Now follows quickly the tragic issue at Salamis of the vast undertaking, and the return passage of the Hellespont a few months later by the humbled and fugitive king. All this is the work of Nemesis, the punisher of those who have lifted up their hearts in insufferable pride and arrogance.
It is not alone in the dramatized history of Herodotus that we are able to trace the moral effects of the Persian wars in bringing into the foreground of the Greek consciousness the conception of Nemesis as the vindicator of the moral government of the world. “After the battle of Salamis,” in the words of the historian Abbott, “the instability of human greatness and the punishment of ‘insolence’ echoes as an undertone through all Greek thought.”[478]

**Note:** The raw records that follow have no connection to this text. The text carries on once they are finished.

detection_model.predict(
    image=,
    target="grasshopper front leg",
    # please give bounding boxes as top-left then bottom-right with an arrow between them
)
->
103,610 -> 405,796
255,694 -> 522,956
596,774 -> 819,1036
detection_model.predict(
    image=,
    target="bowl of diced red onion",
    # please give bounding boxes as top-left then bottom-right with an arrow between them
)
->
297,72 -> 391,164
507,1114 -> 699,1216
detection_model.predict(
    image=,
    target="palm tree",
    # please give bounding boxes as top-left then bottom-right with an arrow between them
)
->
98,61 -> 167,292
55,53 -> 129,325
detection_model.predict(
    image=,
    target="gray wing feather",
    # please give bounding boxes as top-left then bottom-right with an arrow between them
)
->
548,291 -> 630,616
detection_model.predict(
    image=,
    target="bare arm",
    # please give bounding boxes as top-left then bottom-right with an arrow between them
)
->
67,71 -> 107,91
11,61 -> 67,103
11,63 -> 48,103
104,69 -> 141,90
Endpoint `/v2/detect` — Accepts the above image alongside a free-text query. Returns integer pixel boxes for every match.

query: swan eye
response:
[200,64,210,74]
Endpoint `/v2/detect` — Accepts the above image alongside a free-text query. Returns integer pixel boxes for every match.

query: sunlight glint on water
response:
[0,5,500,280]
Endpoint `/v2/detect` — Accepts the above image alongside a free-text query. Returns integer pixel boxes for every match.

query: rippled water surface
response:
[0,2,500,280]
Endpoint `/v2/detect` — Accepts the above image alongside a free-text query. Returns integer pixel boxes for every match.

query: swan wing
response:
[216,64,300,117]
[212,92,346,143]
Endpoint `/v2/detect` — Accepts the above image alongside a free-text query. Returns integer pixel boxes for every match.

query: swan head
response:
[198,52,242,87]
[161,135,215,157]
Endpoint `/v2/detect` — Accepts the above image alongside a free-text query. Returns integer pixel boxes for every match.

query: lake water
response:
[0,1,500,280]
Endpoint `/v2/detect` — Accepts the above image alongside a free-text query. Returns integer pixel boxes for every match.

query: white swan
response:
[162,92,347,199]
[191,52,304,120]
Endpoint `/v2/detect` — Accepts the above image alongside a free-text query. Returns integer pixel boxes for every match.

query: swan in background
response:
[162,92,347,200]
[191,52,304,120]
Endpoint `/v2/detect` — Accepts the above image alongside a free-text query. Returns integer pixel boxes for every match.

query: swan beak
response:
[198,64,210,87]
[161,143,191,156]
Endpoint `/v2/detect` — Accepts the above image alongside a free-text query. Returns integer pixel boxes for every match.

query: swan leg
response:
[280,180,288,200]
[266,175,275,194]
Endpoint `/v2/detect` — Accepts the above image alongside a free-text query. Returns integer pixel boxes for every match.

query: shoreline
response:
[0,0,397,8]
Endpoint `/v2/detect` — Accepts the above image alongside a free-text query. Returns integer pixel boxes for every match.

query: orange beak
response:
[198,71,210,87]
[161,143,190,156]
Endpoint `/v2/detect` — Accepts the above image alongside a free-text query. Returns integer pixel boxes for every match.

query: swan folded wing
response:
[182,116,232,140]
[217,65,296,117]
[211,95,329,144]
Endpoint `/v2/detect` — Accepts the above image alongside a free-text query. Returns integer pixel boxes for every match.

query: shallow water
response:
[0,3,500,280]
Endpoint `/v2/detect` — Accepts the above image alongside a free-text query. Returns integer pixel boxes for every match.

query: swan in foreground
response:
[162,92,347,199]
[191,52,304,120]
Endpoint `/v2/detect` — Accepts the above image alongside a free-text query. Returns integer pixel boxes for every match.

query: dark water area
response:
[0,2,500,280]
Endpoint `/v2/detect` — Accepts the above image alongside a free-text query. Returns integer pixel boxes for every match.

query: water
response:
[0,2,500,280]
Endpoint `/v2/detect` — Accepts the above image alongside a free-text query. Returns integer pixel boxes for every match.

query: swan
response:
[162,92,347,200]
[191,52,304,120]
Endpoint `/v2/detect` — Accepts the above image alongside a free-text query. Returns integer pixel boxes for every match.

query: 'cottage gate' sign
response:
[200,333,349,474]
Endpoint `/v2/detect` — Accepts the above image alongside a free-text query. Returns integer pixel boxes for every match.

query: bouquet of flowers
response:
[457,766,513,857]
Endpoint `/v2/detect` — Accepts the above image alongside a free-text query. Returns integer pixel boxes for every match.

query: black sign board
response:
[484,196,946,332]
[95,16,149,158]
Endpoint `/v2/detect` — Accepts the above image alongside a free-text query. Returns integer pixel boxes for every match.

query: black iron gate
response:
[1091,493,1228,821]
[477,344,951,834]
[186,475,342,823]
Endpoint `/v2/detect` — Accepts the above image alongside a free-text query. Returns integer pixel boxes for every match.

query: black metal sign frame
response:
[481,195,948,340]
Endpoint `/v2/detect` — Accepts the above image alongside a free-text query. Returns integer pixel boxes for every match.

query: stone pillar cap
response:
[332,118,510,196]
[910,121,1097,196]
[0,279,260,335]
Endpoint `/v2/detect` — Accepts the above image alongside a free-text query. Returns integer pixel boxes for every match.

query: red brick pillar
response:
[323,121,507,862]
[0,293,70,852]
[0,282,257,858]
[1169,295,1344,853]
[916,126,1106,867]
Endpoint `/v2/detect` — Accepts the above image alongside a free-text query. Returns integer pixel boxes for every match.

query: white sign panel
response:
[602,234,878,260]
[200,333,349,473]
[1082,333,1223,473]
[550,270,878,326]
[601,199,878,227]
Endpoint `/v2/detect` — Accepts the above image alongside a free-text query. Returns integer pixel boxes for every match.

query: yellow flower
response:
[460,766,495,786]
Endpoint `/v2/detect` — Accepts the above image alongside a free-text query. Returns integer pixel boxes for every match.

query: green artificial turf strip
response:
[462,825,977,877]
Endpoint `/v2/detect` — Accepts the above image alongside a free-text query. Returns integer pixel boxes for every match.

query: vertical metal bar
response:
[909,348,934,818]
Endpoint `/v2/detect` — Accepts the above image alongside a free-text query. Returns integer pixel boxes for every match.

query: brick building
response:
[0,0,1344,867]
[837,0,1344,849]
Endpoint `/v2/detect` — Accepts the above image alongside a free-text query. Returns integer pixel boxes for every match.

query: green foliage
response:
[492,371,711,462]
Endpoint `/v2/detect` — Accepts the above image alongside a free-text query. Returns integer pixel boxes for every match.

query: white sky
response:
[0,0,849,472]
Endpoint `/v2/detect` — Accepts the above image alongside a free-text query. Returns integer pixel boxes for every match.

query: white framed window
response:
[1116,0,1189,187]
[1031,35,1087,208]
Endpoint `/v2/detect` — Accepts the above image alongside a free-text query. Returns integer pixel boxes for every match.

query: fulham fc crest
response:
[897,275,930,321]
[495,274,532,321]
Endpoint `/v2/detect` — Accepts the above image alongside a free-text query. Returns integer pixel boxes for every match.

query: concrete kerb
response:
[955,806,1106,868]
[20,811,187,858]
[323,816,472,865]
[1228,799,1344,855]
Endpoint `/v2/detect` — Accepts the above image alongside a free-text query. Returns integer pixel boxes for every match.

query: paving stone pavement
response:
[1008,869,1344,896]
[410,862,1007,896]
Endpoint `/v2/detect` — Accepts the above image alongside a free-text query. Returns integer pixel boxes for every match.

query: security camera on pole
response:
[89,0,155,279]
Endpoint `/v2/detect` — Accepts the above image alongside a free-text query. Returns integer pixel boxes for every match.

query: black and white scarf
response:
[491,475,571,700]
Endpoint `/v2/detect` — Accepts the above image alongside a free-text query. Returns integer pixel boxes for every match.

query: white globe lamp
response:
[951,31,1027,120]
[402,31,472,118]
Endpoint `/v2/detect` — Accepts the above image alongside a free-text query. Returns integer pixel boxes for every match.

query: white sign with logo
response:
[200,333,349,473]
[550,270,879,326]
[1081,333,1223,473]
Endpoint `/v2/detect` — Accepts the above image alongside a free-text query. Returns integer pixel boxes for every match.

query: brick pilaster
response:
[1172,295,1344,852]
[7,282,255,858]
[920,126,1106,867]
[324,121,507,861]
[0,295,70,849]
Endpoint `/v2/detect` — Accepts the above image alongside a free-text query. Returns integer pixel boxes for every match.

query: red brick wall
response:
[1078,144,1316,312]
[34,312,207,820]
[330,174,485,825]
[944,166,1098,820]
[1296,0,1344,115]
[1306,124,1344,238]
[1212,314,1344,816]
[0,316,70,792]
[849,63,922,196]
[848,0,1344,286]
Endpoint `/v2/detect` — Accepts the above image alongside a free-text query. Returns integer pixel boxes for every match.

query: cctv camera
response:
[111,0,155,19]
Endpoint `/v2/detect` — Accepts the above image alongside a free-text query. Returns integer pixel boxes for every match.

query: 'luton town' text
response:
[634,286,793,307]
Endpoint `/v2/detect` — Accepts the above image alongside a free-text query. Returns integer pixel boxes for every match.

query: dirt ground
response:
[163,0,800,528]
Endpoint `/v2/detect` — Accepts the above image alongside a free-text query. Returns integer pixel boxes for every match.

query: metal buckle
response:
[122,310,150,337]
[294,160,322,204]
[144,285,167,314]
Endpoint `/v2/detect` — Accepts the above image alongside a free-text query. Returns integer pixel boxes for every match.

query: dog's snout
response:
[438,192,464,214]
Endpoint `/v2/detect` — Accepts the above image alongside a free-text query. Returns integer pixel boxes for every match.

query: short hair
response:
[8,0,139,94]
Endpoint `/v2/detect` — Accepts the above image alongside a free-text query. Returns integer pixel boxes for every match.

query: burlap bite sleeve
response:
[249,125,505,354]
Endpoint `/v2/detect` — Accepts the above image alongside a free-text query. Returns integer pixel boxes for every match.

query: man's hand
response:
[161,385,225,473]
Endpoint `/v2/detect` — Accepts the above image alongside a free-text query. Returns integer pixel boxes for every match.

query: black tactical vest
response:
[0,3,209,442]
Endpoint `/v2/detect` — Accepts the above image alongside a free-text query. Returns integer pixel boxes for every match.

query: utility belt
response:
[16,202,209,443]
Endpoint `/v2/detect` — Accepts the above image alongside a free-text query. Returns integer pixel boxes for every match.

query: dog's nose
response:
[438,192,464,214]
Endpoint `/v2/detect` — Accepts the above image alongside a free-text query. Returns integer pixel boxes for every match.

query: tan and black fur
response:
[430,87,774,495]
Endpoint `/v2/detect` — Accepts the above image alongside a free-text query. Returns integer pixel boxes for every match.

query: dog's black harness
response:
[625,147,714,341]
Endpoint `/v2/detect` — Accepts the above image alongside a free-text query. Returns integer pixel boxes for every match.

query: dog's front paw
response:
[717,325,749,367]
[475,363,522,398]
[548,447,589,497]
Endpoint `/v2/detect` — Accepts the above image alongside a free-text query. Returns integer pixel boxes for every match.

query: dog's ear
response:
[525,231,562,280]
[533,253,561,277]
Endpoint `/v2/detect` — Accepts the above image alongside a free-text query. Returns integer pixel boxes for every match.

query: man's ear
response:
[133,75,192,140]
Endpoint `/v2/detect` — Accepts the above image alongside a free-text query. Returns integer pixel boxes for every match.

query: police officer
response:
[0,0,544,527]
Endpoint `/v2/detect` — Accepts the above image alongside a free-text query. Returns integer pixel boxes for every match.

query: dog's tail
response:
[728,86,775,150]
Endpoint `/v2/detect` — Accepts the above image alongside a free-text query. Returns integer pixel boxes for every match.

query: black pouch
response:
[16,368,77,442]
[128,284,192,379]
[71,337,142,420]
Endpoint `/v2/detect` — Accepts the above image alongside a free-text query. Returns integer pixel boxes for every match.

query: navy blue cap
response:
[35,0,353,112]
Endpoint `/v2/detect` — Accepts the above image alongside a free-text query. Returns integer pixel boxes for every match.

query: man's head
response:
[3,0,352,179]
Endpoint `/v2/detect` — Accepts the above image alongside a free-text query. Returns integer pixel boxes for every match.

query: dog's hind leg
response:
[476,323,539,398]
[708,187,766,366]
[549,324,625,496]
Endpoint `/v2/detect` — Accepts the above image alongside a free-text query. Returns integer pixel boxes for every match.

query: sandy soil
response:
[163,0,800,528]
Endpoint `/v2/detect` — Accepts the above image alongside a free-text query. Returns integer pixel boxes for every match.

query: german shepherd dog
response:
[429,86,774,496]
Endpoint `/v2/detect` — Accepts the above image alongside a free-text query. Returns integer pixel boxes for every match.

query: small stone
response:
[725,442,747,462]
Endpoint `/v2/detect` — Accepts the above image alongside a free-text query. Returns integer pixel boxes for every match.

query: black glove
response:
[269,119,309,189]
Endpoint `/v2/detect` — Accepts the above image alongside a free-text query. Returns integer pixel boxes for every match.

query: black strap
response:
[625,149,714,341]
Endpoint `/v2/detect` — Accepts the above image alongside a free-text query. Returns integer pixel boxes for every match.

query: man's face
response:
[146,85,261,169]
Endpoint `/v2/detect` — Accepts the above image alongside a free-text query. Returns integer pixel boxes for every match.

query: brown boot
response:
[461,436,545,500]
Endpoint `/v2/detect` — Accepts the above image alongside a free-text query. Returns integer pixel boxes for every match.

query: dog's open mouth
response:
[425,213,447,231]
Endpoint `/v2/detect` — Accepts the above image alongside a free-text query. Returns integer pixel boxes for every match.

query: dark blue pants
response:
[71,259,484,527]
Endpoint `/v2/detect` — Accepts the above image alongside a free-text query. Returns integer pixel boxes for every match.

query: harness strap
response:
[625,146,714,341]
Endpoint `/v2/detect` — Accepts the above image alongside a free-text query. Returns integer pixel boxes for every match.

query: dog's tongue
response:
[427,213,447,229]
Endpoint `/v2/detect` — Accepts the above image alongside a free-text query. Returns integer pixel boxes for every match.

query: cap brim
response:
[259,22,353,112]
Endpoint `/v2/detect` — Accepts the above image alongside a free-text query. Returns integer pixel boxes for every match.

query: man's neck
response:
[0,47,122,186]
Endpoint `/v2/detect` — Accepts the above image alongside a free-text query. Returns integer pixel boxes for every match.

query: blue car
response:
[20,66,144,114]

This deepened moral feeling of the nation found expression both in art and in the drama. The order given by the Athenians to Phidias to carve a statue of Nemesis as a memorial of the war was a sanction of that interpretation of the Persian overthrow which made it the work of the avenging goddess. But the fullest expression of this new ethical sentiment is found in Athenian tragedy.[479] Æschylus was the representative of this moral awakening and advance. The doctrine of Nemesis colors all his dramas. He was the first to give to the legend of Niobe, originally merely a tale of the envy of Apollo, an ethical meaning as an instance of “retribution for presumptuous sin.”[480] His imperishable tragedy Prometheus Bound makes the sufferings of the Titan to be but the just penalty of his presumption and self-will. His Agamemnon depicts with tragic intensity the awful vengeance with which the implacable goddess punishes unnatural crime. His Persians teaches how Nemesis humbles insolent pride and “Zeus tames excessive lifting up of heart.”
In the later Thucydides we meet with the same teaching concerning the moral government of the world. In a memorable passage of his History of the Peloponnesian War the historian becomes the moralist and gives his reader a tragic illustration of the workings of the law of Nemesis. Thucydides is approaching the chapter in his history which depicts the terrible catastrophe which befell the Athenians in Sicily. He skillfully foreshadows the coming tragedy by preluding his narrative of the Sicilian Expedition with an account of the arrogant and wicked conduct of the Athenians in driving the Melians from their island home and adding the stolen land to their own empire.[481] This high-handed crime, like the impiety of the presumptuous Mede at the Hellespont, arouses the avenging Nemesis. The reader forecasts the future, and in the cruel fate of the Melians reads the doom of the Athenian army before Syracuse.
This moralizing of the primitive unethical conception of the gods as envious and unjust, and the evolving therefrom of the morally advanced doctrine of Nemesis, is an instructive illustration of how, as time passed, Greek ethical feeling was deepened and Greek ethical thought was purified and elevated through intellectual progress and the teachings of experience.[482]